Beyti Güler, who is 94 years old today, gave his name to his restaurant as well as his signature lamb dish. Behind this name, there is a long-standing family tradition. In 1945, Beyti Güler opened a small, four-table restaurant in Küçükçekmece with his father, Abdülmuttalip, and within a few years, it gained great fame as one of the best meat restaurants in the city. Journalists such as Burhan Felek recommended it and its popularity grew.
After spending a quarter of a century in the same spot, Mr. Güler constructed a new restaurant, which is still in operation today. The building, which they moved in 1983, was designed by famous architect Yılmaz Sanlı and took 10 years to build. It’s unique in İstanbul because of its architectural style, handmade wall tiles and wood-carving decorations. As you step inside, the atmosphere prepares you for what is to come. Mr. Güler takes great care and delivers an extraordinary experience here, where classical handicrafts and delicate workmanship blend with a modern kitchen.

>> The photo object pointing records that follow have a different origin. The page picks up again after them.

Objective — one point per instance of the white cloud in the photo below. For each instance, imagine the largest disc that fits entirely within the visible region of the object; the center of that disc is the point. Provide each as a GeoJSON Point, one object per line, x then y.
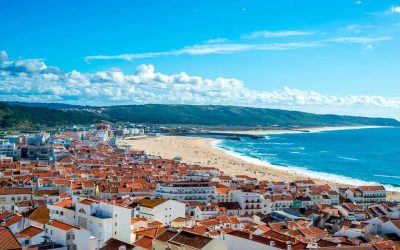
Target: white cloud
{"type": "Point", "coordinates": [217, 40]}
{"type": "Point", "coordinates": [39, 84]}
{"type": "Point", "coordinates": [212, 48]}
{"type": "Point", "coordinates": [361, 40]}
{"type": "Point", "coordinates": [280, 33]}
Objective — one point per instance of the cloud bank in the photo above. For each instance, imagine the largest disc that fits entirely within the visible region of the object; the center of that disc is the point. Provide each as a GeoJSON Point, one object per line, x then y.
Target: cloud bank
{"type": "Point", "coordinates": [33, 81]}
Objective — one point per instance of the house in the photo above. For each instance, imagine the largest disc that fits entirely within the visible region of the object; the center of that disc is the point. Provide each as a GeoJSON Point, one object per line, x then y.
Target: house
{"type": "Point", "coordinates": [251, 203]}
{"type": "Point", "coordinates": [161, 210]}
{"type": "Point", "coordinates": [70, 236]}
{"type": "Point", "coordinates": [365, 196]}
{"type": "Point", "coordinates": [202, 192]}
{"type": "Point", "coordinates": [8, 241]}
{"type": "Point", "coordinates": [186, 240]}
{"type": "Point", "coordinates": [11, 196]}
{"type": "Point", "coordinates": [31, 236]}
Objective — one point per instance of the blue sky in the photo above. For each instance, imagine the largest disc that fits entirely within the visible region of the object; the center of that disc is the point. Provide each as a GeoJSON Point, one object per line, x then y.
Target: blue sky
{"type": "Point", "coordinates": [319, 56]}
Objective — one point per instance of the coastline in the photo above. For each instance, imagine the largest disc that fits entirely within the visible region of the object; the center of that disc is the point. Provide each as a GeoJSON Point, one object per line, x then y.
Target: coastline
{"type": "Point", "coordinates": [298, 130]}
{"type": "Point", "coordinates": [205, 151]}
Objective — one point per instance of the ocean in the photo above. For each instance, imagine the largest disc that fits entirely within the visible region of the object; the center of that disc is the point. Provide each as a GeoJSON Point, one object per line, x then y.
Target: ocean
{"type": "Point", "coordinates": [358, 156]}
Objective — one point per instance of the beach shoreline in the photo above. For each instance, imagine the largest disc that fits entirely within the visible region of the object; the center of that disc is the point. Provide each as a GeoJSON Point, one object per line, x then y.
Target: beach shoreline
{"type": "Point", "coordinates": [204, 151]}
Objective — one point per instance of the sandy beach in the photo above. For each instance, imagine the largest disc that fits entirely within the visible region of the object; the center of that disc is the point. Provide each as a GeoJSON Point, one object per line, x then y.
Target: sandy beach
{"type": "Point", "coordinates": [197, 150]}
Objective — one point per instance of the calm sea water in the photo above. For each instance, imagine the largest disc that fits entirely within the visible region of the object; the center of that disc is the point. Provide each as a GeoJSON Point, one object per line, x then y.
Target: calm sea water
{"type": "Point", "coordinates": [359, 156]}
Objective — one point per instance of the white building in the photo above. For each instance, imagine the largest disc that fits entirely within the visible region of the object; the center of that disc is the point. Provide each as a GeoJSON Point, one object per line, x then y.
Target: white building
{"type": "Point", "coordinates": [251, 203]}
{"type": "Point", "coordinates": [10, 196]}
{"type": "Point", "coordinates": [71, 236]}
{"type": "Point", "coordinates": [161, 210]}
{"type": "Point", "coordinates": [364, 196]}
{"type": "Point", "coordinates": [103, 220]}
{"type": "Point", "coordinates": [202, 192]}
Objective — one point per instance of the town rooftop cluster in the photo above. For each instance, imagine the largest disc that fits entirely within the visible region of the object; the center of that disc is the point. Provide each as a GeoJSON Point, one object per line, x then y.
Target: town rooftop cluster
{"type": "Point", "coordinates": [82, 190]}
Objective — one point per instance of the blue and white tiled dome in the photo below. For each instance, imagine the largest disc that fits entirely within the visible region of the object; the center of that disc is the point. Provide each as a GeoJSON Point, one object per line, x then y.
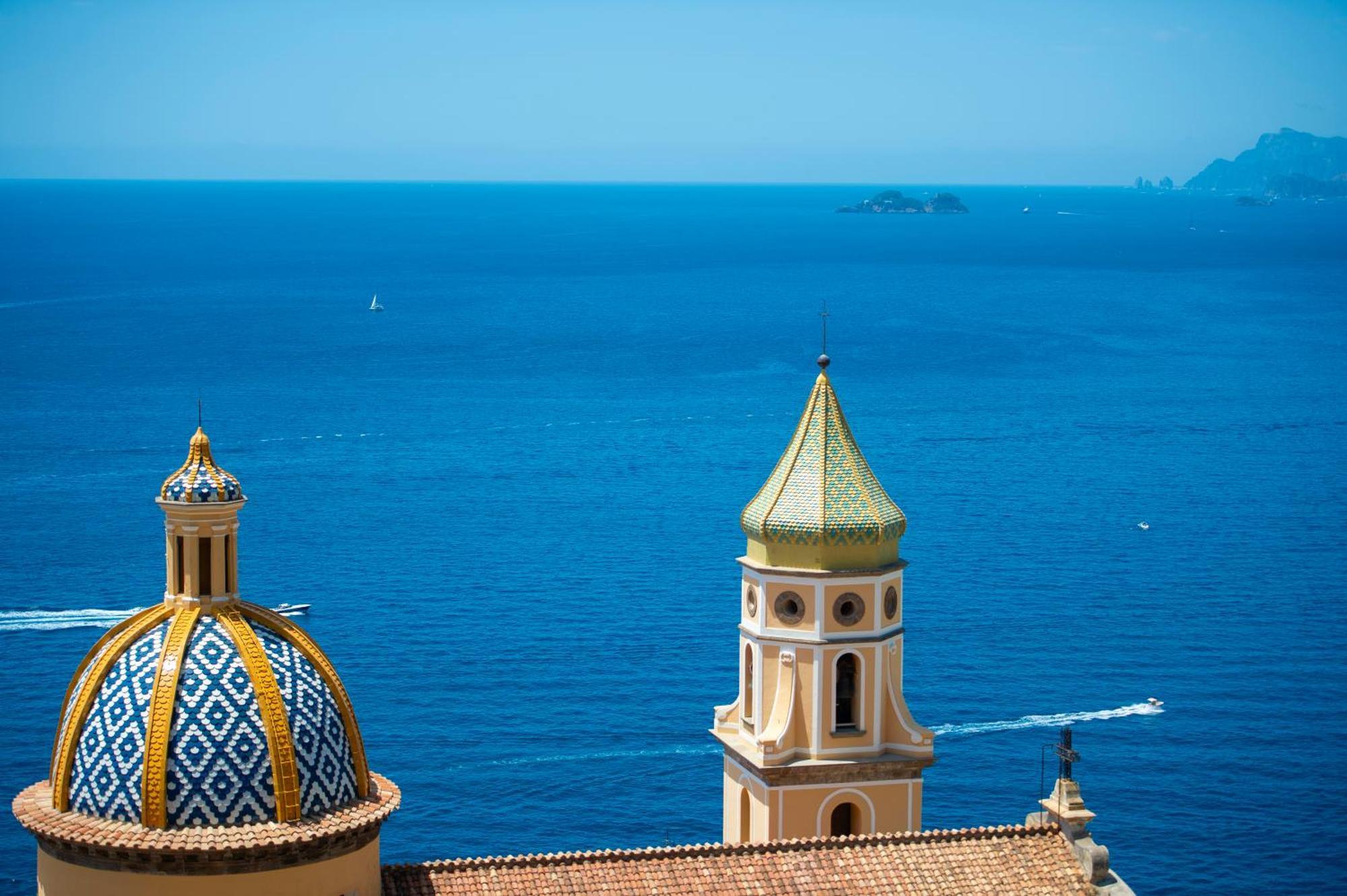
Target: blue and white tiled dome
{"type": "Point", "coordinates": [227, 716]}
{"type": "Point", "coordinates": [200, 481]}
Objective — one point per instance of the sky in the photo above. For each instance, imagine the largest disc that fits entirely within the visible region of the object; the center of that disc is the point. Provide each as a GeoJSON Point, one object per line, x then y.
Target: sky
{"type": "Point", "coordinates": [837, 92]}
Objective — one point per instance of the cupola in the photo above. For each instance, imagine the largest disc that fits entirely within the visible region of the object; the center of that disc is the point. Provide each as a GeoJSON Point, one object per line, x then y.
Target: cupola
{"type": "Point", "coordinates": [207, 738]}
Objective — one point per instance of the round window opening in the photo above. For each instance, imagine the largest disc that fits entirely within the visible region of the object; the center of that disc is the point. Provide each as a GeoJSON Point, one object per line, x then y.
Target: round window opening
{"type": "Point", "coordinates": [849, 609]}
{"type": "Point", "coordinates": [790, 609]}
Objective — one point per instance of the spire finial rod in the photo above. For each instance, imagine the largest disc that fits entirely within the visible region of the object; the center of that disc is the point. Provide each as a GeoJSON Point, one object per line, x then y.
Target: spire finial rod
{"type": "Point", "coordinates": [824, 319]}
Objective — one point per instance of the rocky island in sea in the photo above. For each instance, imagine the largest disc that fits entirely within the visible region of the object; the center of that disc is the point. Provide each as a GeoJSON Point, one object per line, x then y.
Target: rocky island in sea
{"type": "Point", "coordinates": [892, 202]}
{"type": "Point", "coordinates": [1288, 164]}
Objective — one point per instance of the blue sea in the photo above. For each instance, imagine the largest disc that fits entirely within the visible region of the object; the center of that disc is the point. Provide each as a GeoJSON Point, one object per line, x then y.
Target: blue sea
{"type": "Point", "coordinates": [514, 497]}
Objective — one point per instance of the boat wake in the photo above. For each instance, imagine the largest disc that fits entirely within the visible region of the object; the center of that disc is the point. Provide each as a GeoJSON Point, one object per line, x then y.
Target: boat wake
{"type": "Point", "coordinates": [1055, 720]}
{"type": "Point", "coordinates": [55, 619]}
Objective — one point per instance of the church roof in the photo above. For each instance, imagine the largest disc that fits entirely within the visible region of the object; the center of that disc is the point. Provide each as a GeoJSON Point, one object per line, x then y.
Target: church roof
{"type": "Point", "coordinates": [188, 716]}
{"type": "Point", "coordinates": [822, 491]}
{"type": "Point", "coordinates": [1006, 862]}
{"type": "Point", "coordinates": [200, 481]}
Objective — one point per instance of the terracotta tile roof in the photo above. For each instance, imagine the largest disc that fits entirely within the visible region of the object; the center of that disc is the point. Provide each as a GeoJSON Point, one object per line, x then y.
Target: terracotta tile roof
{"type": "Point", "coordinates": [131, 846]}
{"type": "Point", "coordinates": [1003, 862]}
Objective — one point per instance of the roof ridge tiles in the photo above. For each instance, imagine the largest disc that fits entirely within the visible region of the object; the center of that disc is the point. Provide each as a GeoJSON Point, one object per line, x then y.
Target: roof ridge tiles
{"type": "Point", "coordinates": [688, 851]}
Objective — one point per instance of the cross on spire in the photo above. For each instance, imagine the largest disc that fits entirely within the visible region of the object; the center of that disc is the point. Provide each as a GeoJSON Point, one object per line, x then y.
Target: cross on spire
{"type": "Point", "coordinates": [824, 319]}
{"type": "Point", "coordinates": [1066, 755]}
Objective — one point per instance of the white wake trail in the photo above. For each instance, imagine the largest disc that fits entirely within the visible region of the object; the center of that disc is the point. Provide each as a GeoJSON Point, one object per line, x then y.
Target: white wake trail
{"type": "Point", "coordinates": [55, 619]}
{"type": "Point", "coordinates": [1055, 720]}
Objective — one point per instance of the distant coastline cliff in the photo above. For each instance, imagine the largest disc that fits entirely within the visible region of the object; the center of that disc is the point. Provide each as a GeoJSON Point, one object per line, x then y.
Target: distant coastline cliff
{"type": "Point", "coordinates": [892, 202]}
{"type": "Point", "coordinates": [1290, 164]}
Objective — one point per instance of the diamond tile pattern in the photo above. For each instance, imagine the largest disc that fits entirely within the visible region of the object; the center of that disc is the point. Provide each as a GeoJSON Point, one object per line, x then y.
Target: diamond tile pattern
{"type": "Point", "coordinates": [219, 763]}
{"type": "Point", "coordinates": [323, 751]}
{"type": "Point", "coordinates": [106, 780]}
{"type": "Point", "coordinates": [219, 770]}
{"type": "Point", "coordinates": [822, 491]}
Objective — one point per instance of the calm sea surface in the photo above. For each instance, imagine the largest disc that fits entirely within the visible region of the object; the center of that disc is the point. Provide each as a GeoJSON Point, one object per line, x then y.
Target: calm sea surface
{"type": "Point", "coordinates": [513, 498]}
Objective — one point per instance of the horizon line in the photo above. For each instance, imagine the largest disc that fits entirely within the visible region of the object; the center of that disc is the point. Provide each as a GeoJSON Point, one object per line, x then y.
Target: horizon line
{"type": "Point", "coordinates": [569, 182]}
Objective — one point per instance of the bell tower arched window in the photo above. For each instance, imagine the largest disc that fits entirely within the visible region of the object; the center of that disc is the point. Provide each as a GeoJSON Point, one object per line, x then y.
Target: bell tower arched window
{"type": "Point", "coordinates": [748, 685]}
{"type": "Point", "coordinates": [845, 820]}
{"type": "Point", "coordinates": [845, 695]}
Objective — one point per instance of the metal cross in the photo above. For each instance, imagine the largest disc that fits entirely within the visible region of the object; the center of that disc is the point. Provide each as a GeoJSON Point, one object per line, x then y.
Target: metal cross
{"type": "Point", "coordinates": [1065, 754]}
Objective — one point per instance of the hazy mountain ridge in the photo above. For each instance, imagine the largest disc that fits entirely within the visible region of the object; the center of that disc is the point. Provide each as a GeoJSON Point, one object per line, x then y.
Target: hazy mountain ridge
{"type": "Point", "coordinates": [1290, 163]}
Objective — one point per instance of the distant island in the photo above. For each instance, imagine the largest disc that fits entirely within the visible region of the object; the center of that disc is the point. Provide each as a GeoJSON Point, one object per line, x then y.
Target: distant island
{"type": "Point", "coordinates": [1288, 164]}
{"type": "Point", "coordinates": [892, 202]}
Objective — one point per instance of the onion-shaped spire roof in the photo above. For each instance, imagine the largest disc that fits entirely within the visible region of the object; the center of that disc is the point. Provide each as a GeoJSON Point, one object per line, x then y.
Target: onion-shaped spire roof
{"type": "Point", "coordinates": [223, 715]}
{"type": "Point", "coordinates": [824, 508]}
{"type": "Point", "coordinates": [200, 481]}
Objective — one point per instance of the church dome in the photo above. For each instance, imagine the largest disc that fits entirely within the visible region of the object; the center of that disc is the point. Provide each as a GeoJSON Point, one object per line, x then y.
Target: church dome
{"type": "Point", "coordinates": [824, 508]}
{"type": "Point", "coordinates": [200, 481]}
{"type": "Point", "coordinates": [219, 716]}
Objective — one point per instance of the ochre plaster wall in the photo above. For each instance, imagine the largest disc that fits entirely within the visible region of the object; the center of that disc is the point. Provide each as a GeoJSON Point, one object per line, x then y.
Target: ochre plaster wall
{"type": "Point", "coordinates": [351, 875]}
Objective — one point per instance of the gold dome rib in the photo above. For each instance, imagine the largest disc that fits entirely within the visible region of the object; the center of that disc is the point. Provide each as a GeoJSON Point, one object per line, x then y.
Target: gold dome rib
{"type": "Point", "coordinates": [75, 680]}
{"type": "Point", "coordinates": [300, 640]}
{"type": "Point", "coordinates": [64, 755]}
{"type": "Point", "coordinates": [284, 771]}
{"type": "Point", "coordinates": [154, 782]}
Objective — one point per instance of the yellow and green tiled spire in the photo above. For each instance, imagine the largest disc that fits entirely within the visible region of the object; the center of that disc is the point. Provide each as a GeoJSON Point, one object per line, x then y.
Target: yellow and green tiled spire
{"type": "Point", "coordinates": [824, 508]}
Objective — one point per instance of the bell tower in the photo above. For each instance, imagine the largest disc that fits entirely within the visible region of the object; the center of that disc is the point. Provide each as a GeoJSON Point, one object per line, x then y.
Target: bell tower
{"type": "Point", "coordinates": [820, 740]}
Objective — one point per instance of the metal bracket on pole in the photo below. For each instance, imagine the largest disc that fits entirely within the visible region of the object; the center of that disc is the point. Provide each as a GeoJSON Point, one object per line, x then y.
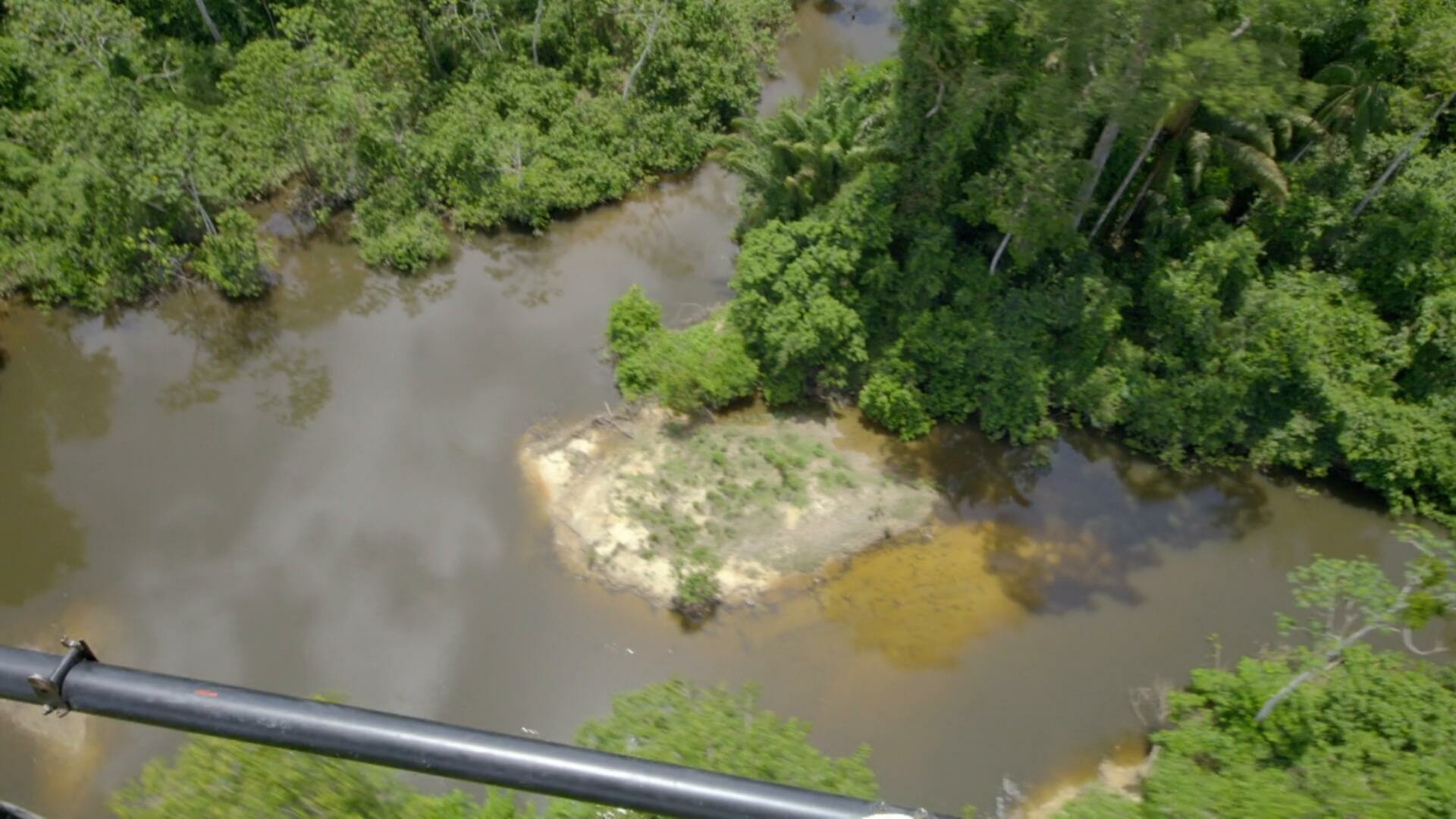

Beyti Güler stands out among many other talented restaurateurs because he learned from craftsmen, including his own father, who taught him how to cook and the butchers in Küçükçekmece who shared the finer details of processing meat. Technical know-how aside, he never stops searching for the different and new while holding on to tradition. Indeed, Beyti Güler has combined his craftsmanship and care with his constant craving for learning, creating a unique dish with his name. An even bigger success is perhaps to maintain it and pass it to the next generations…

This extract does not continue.